Notre application ne nécessite pas de connexion internet pour fonctionner. Toutes les données et informations sont préchargées sur les appareils et la détection se fait directement sur le dispositif. Nous répondons ainsi à des problèmes souvent rencontrés où les systèmes de sécurité de l’entreprise empêchent des connexions vers l’extérieur. Nous évitons également les coûts d’un déploiement de réseau informatique au sein de l’usine, si ce n’est pas encore le cas. Comme les appareils font la détection sur l’appareil directement, l’application devient également plus interactive et il ne faut pas attendre que l’image prise par la caméra ne soit transmise à un serveur, traitée, puis que l’information soit renvoyée à l’utilisateur.  

Résultats obtenus

Nous avons utilisé 2 objets différents pour nos tests d’application. Premièrement une machine d’usine de production, mais celle-ci s’est avérée compliquée à tester pour des raisons de déplacement et d’accès. Nous avons ensuite trouvé un autre objet qui existe en 3D que nous pouvions acquérir et utiliser en démonstration : une agrafeuse Bostitch, le modèle B8 pour être précis.  

Détection Bostitch B8
Nous avons obtenu une précision de reconnaissance de plus de 91% sur la machine ESCO. Qu’est-ce que cela veut dire ? Sur 100 photos de la machine aléatoirement sélectionnées, le logiciel détecte correctement si la machine est présente (ou inversement qu’elle n’est pas dans l’image) sur 91 d’entre elles.
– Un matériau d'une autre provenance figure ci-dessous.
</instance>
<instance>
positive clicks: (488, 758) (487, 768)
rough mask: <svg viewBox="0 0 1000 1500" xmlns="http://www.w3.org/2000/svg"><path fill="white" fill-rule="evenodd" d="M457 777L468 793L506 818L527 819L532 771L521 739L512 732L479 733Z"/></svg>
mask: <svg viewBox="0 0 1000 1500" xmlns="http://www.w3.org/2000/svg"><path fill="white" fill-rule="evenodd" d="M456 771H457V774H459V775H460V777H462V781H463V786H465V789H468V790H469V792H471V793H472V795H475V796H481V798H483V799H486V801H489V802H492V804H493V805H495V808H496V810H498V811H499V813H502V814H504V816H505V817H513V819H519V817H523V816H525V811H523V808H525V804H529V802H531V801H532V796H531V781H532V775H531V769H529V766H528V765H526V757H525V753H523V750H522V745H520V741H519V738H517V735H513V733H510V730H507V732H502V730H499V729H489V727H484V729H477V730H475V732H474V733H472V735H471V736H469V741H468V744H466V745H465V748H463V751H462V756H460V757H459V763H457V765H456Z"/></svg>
Rappelons-nous ici que nous nous sommes basés sur un modèle 3D de la machine, donc le programme n’a jamais réellement vu la machine en photo et pourtant il arrive à la reconnaître avec une bonne précision. En plus de cela, comme nous utilisons la caméra de l’appareil Android, nous pouvons utiliser les détections sur plusieurs images récupérées du flux vidéo et plus précisément converger sur un résultat. 
Pour l’agrafeuse Bostitch, nos résultats se limitent à un seuil de détection de 76%. Nous estimons que cela est dû en partie au fait que le modèle 3D utilisé pour l’entraînement est une reconstruction, ce n’est pas le modèle de CAO original. En plus de cela, nous avons encore des améliorations à effectuer sur des problèmes de perspective. En effet, comme l’objet est plus petit, il faut considérer les effets de perspective qui s’appliquent lorsqu’on approche la caméra de l’objet pour le rendre plus grand à l’écran, les points de fuites se rapprochent et créent une distorsion sur l’image : les points plus proches deviennent plus gros et les points plus éloignés de plus en plus petit. Nos images d’entraînement ont toutes été produites avec une distance focale fixe. Ainsi il arrive que si l’on approche trop l’appareil, l’objet n’est plus reconnu. 

Fonctions avancées

La reconnaissance permet actuellement de détecter un objet via un appareil mobile avec un entraînement basé sur un objet 3D, mais nous voulons améliorer le système au futur. Il serait intéressant d’avoir un système qui détecte automatiquement toutes les pièces dans la machine, basé sur la CAO et la liste de pièces (BOM). Ainsi on pourrait prendre sa tablette Android, scanner une pièce détachée et détecter à quelle machine elle appartient. Plus loin, nous pourrions scanner des parties de la machine et la lier à un système GMAO pour faire un contrôle via un jumeau numérique de quelles pièces auraient besoin de maintenance. 

Cette application de détection dynamique d’objets pourrait être intégrés dans plusieurs de nos applications ou produits. Nous pourrions imaginer plusieurs outils dans le domaine de l’immobilier ainsi que dans l’industrie de fabrication. Le but étant d’accélérer le processus de sélection de l’objet à nos utilisateurs.